Cette éventuelle union fait peur à 55% des électeurs LREM et suscite l'opposition de plus de huit adeptes du parti Les Républicains (LR) sur dix (85%) et des deux tiers des partisans du Rassemblement national (68%).

Mais pour les représenter, plus de six Français ayant le cœur à gauche sur dix ne voient pas une personnalité se dégager. La maire de Paris Anne Hidalgo ne convainc pas 62% des sympathisants de gauche. 61% désapprouvent le nom de Christiane Taubira. Yannick Jadot est repoussé par 68% d'entre eux. Jean-Luc Mélenchon laisse les électeurs de gauche un peu plus partagés. Ils sont seulement 56% à ne pas lui accorder de crédit.

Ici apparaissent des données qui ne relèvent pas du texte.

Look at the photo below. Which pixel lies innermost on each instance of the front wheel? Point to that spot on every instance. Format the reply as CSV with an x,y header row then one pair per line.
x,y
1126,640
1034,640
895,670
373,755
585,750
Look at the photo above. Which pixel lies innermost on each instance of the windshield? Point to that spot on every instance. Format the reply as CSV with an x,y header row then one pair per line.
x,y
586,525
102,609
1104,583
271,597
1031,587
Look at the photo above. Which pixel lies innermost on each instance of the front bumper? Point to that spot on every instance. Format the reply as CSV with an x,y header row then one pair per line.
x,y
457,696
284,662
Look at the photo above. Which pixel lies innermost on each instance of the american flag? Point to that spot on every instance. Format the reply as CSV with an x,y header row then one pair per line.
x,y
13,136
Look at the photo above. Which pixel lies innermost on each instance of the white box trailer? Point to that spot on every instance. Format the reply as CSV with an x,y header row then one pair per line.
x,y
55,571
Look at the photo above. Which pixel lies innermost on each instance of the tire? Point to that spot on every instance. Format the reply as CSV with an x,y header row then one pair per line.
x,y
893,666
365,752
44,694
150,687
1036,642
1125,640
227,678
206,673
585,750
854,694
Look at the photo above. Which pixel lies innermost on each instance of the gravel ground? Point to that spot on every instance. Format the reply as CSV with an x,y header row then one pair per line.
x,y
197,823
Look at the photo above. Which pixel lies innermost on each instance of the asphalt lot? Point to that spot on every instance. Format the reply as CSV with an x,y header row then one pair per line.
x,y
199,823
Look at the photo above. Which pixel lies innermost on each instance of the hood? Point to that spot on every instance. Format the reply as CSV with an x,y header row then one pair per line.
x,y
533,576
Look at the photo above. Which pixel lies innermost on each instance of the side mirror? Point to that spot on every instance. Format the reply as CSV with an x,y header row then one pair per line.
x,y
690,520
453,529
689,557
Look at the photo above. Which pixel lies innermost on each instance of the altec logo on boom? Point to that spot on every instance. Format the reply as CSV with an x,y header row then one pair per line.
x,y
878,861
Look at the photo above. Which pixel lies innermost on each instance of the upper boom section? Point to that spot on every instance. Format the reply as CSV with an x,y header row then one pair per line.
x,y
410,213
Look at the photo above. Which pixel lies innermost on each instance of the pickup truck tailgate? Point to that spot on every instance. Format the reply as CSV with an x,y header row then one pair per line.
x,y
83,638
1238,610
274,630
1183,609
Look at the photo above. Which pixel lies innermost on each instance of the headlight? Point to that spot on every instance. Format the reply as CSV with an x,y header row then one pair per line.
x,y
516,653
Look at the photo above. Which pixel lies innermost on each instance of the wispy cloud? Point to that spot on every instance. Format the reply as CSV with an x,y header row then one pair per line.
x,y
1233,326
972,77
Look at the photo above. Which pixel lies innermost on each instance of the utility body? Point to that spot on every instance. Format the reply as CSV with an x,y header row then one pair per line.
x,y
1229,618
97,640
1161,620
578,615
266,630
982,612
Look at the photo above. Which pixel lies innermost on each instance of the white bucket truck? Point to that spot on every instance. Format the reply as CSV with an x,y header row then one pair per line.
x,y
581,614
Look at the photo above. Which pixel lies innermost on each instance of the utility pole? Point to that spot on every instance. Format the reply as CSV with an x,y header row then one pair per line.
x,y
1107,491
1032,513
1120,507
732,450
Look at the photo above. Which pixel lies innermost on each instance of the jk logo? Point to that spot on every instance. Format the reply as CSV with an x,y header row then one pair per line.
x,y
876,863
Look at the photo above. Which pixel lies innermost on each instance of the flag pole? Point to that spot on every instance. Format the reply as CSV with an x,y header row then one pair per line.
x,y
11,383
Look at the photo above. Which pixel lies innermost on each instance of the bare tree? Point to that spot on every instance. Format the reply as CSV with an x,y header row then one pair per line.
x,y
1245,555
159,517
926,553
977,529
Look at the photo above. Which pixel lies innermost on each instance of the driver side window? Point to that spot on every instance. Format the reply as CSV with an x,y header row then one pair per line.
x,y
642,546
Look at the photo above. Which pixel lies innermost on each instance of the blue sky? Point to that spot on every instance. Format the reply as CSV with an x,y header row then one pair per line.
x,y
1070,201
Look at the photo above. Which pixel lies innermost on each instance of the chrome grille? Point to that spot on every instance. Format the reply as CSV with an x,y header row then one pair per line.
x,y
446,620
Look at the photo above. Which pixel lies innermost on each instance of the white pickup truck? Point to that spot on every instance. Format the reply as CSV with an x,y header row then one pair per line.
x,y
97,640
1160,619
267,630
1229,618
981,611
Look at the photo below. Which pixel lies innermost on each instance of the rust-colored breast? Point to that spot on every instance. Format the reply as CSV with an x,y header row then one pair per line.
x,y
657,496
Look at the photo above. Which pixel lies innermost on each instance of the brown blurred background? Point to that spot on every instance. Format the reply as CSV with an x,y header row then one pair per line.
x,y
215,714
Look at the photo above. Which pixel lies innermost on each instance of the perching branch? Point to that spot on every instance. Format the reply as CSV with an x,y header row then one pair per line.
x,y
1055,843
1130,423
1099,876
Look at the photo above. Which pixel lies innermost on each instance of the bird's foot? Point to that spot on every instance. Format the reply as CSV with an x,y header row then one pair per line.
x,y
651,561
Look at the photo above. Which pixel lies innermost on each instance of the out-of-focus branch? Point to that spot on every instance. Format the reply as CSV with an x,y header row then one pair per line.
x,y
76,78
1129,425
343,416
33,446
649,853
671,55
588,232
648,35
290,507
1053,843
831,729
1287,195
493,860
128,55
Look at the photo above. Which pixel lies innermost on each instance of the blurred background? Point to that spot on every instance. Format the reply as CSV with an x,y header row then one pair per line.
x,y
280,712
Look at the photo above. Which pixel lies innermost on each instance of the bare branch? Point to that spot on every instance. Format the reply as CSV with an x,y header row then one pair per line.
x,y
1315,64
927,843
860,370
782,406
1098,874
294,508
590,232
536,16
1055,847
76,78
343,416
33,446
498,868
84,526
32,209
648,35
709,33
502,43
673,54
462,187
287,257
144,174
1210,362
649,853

Sur l'ensemble des Français, c'est environ les trois quarts des sondés qui ne mettent pas en avant l'une de ces personnalités. Pour eux, ni Anne Hidalgo (74%), ni Jean-Luc Mélenchon (75%), ni Christiane Taubira (78%), ni Yannick Jadot (79%) ne seraient la bonne personne pour représenter l'ensemble de la gauche.

À noter enfin que, selon ce sondage, le PS est le parti qui représente le mieux la gauche pour 40% des Français, devant LFI (29%) et EELV (27%). Pour les Français se disant de gauche, 40% citent le PS, 38% choisissent LFI et 19% EELV.

Le refus du clivage gauche-droite en progression

Selon le sondage, 38% ne se retrouvent ni à droite ni à gauche. Ce refus de se positionner sur un axe gauche-droite est en nette progression depuis une quinzaine d'années. En 2005, 14% des Français ne parvenaient pas à se déclarer de gauche ou de droite. À la même époque, 34% d'entre eux se définissaient de gauche, 27% se positionnaient au centre et 25% à droite. 

Cette enquête Odoxa-Backbone Consulting pour franceinfo et Le Figaro a été réalisée par Internet les 14 et 15 avril 2021, sur un échantillon de 1 005 Français représentatif de la population française âgée de 18 ans et plus. La marge d’erreur des résultats d’ensemble s’établit, selon le score visé, entre plus ou moins 1,4 et 3,1 points.